Ketua Fraksi Golkar DPRD Kalteng itu berharap kasus Supiat menjadi pelajaran bagi publik. Ia mengimbau masyarakat yang berencana bekerja di luar negeri untuk tidak mudah tergiur tawaran gaji besar tanpa adanya kepastian hukum serta jaminan keselamatan yang jelas.
​Menurut Sudarsono, aspek pencegahan dan kewaspadaan wajib ditingkatkan agar kasus serupa tidak terus berulang. Calon pekerja migran harus memastikan legalitas lembaga penyalur sebelum memutuskan berangkat.
“Kita menyampaikan pesan, siapa pun yang berkiprah ke luar negeri sebagai tenaga kerja agar berhati-hati terhadap tawaran yang sekiranya menggiurkan, tetapi tidak memiliki kapasitas yang bisa menjamin keselamatan,” ujarnya.
Sudarsono menegaskan kewaspadaan masyarakat perlu terus ditingkatkan agar kasus serupa tidak kembali terjadi.

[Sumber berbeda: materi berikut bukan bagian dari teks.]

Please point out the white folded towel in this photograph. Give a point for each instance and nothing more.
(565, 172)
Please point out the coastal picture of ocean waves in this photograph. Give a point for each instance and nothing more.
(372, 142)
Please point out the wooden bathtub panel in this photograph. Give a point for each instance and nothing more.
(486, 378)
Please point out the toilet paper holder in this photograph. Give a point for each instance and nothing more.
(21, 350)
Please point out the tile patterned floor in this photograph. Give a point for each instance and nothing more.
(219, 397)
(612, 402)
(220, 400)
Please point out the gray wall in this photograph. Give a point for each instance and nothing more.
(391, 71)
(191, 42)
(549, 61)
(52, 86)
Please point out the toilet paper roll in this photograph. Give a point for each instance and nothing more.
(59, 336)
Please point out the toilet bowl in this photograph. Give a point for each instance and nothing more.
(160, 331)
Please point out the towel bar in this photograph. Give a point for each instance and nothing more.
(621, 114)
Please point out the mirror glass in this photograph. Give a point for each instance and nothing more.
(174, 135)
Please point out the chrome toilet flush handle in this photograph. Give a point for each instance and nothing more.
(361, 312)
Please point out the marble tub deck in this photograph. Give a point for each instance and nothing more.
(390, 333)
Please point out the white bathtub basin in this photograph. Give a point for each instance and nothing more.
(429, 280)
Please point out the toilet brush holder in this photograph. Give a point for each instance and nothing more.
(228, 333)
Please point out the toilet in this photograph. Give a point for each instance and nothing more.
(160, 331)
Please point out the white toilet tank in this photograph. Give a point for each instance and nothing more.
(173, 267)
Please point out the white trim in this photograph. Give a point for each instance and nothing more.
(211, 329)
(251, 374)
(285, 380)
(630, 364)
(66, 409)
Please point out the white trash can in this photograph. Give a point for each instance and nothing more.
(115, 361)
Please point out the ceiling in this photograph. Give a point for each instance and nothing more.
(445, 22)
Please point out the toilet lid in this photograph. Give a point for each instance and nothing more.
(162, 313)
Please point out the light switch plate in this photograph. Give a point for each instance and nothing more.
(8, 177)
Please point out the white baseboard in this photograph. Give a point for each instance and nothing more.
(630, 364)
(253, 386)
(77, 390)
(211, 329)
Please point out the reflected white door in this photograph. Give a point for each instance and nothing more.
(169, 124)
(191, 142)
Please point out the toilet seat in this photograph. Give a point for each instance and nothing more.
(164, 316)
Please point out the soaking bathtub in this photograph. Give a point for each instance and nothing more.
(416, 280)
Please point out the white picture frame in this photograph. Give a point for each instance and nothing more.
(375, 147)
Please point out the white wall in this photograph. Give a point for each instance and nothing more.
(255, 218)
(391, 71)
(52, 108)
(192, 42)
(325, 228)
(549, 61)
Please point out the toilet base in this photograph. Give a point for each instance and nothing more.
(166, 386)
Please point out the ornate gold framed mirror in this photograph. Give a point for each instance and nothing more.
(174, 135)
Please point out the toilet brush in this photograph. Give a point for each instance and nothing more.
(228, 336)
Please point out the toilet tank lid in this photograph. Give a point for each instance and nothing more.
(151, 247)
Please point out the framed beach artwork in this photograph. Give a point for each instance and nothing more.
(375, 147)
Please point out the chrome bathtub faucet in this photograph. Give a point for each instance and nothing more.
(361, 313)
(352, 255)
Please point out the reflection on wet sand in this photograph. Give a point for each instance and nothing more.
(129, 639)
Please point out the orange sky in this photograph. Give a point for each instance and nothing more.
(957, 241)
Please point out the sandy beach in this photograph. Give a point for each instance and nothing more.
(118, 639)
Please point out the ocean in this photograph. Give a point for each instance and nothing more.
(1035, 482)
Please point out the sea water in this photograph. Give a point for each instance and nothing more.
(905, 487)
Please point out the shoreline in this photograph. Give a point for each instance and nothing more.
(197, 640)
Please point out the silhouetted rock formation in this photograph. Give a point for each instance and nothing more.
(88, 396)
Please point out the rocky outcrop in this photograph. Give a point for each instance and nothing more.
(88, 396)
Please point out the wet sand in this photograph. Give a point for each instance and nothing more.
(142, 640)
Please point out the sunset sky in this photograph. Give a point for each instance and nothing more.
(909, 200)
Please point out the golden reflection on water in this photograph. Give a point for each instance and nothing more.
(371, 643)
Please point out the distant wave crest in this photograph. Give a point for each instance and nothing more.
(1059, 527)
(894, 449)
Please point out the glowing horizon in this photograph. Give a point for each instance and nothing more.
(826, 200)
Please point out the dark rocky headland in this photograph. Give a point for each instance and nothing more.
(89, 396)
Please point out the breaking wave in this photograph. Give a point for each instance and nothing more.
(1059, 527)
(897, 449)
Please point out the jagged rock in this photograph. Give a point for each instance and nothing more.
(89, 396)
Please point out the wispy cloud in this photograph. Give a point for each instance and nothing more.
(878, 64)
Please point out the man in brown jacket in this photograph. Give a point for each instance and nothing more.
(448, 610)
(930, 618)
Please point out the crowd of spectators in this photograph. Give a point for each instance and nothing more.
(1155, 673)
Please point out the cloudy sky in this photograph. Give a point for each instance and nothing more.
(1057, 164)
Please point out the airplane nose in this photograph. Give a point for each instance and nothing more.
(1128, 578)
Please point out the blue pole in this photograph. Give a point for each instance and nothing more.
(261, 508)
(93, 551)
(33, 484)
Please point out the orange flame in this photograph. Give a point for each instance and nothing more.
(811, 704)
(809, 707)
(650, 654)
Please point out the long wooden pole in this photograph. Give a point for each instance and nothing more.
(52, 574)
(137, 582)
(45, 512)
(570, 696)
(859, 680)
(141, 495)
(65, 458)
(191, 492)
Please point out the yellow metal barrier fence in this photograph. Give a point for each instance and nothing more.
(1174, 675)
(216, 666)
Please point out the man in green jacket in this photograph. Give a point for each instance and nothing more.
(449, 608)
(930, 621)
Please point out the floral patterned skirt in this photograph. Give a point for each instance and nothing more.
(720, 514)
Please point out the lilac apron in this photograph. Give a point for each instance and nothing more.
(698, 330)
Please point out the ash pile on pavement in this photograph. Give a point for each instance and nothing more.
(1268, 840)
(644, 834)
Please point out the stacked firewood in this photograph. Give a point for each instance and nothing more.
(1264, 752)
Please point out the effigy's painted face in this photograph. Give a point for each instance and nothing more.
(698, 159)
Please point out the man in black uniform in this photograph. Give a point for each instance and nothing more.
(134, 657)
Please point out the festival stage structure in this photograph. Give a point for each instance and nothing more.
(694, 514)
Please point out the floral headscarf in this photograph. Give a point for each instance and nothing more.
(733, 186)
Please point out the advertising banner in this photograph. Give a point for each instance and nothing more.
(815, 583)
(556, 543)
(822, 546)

Ia mengaku prihatin atas kasus yang menimpa warga Barito Selatan tersebut. Namun, di sisi lain, dirinya juga menyampaikan apresiasi atas keberhasilan pemerintah memulangkan korban hingga dapat berkumpul kembali bersama keluarganya.
“Kita prihatin dengan persoalan ini, tetapi juga sangat berterima kasih kepada Pak Menteri sehingga korban bisa pulang dan berkumpul kembali dengan keluarganya,” pungkasnya.